DAİŞ’in işgal ettiği Musul’u kurtarma operasyonu ikinci haftasına girdi. DAİŞ’ten sonra Musul kimin eline geçecek? Nasıl bölüşülecek? Statüsü ne olacak? konusunda Türkiye-Irak-İran ve büyük paylaşım mücadelesi başladı. Türk devleti tüm gücüyle Musul’da Kürt etkinliğini önlemeye ve Musul’un Sünni Arapların eline geçmesini sağlamaya çalışıyor.
Tıpkı Birinci Dünya Savaşı gibi, Üçüncü Dünya Savaşı da dönüp dolaşıp en sonunda gelip Musul üzerinde odaklandı. Mehmet Bayrak, Musul ve Kerkük üzerinde 200 yıldır yapılan pazarlıkları yazdı.
Gerek son Osmanlı Meclis-i Mebusanı‘nda, gerekse Ankara’daki ilk Millet Meclisi’nde kabul edilen Misk-i Milli sınırları, Anadolu ve Mezopotamya’da yaşayan Türklerle Kürtler‘in yaşadıkları coğrafyayı kapsıyordu. Nitekim, Osmanlı Meclis-i Mebusan’ının 28 Ocak 1920’de yaptığı gizli oturumda kabul ettiği ve daha sonra Ankara Hükümetince de benimsenen Misak-i Milli’nin daha 1. maddesinde “Mütareke çizgisinin içinde ve dışında kalan yerlerin İslam ve Osmanlı çoğunluğunun oturduğu bölgelerin hepsi, hüküm ve fiil bakımından Anayurttan hiçbir sebeple ayrılmaz” deniliyordu.

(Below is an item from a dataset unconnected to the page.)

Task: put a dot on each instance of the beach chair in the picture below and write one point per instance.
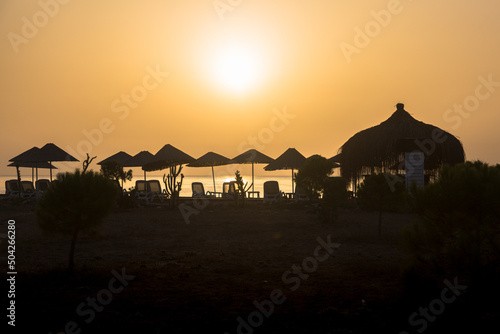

Mustafa Kemal de, 1 Mayıs 1920’de yaptığı Meclis konuşmasında; “Hududu Milliyemiz İskenderun cenubundan geçer, Şarka doğru uzanarak Musul’u, Süleymaniye’yi, Kerkük’ü ihtiva eder” demektedir. (1)
İsmet İnönü de esas olarak Türklerle Kürtler‘in yaşadıkları toprakları kucaklayan Misak-ı Milli sınırlarına verdikleri önemi, Lozan öncesinde şöyle vurguluyordu: “Bizim uğrunda her türlü fedakârlığa katlandığımız gayelerimiz çok mütevazi ve çok haklıdır. Bu gayeler iki kelime içindedir: Misak-ı Milli” (2)
Ancak, Mustafa Kemal daha Ocak-1923’de Musul sorununa gerçek yaklaşımını şu sözlerle açıklar: “Musul bizim için çok önemlidir. Birincisi, Musul’da sınırsız servet oluşturan petrol kaynakları vardır… İkincisi, onun kadar önemli olan Kürtlük sorunudur. İngilizler orda bir Kürt Hükümeti kurmak istiyorlar. Bunu yaparlarsa, bu düşünce bizim sınırlarımız içindeki Kürtlere de yayılır. Buna engel olmak için sınırı güneyden geçirmek gerekir.” (3)
Görüldüğü gibi, Mustafa Kemal Musul’u sahiplenmeyi iki gerekçeye bağlıyor: birincisi, sınırsız servet oluşturan petrol kaynakları; ikincisi ise Kürt sorunu…
Oysa, aynı dönemde Meclisteki Kürt milletvekilleri daha içtenlikli bir tavır sergileyerek, başka nedenlerle bölünmeye karşı çıkıyorlardı. İki yıl sonra idam edilen Bitlis Mebusu Yusuf Ziya Bey, ayakta alkışlanan konuşmasında; Musul ve Kerkük’ün dışarıda kalmasının yaratacağı sorunlara dikkat çekerek, bu sorunun ertelenmeden mutlaka Lozan’da çözümlenmesini istiyordu: “Musul’u ertelemek, Musulsuz barış yapmak, barış sonrası Doğu Anadolu’da önemli bir cephe hazırlamak demektir. Türk-Kürt, işbirliği yaparak yaşamazlarsa ikisi için son yoktur. Bugünkü vaziyet böyle geliyor; toplumsal durumumuz bunu gösteriyor. Dolayısıyla herhangisi herhangisine ihanet ederlerse ikisi için de son yoktur. Kürdün birliği, Kürdün itaati, Kürdün iki parçaya ayrılmasında değil, bir parça halinde idare edilmesindedir.” (4)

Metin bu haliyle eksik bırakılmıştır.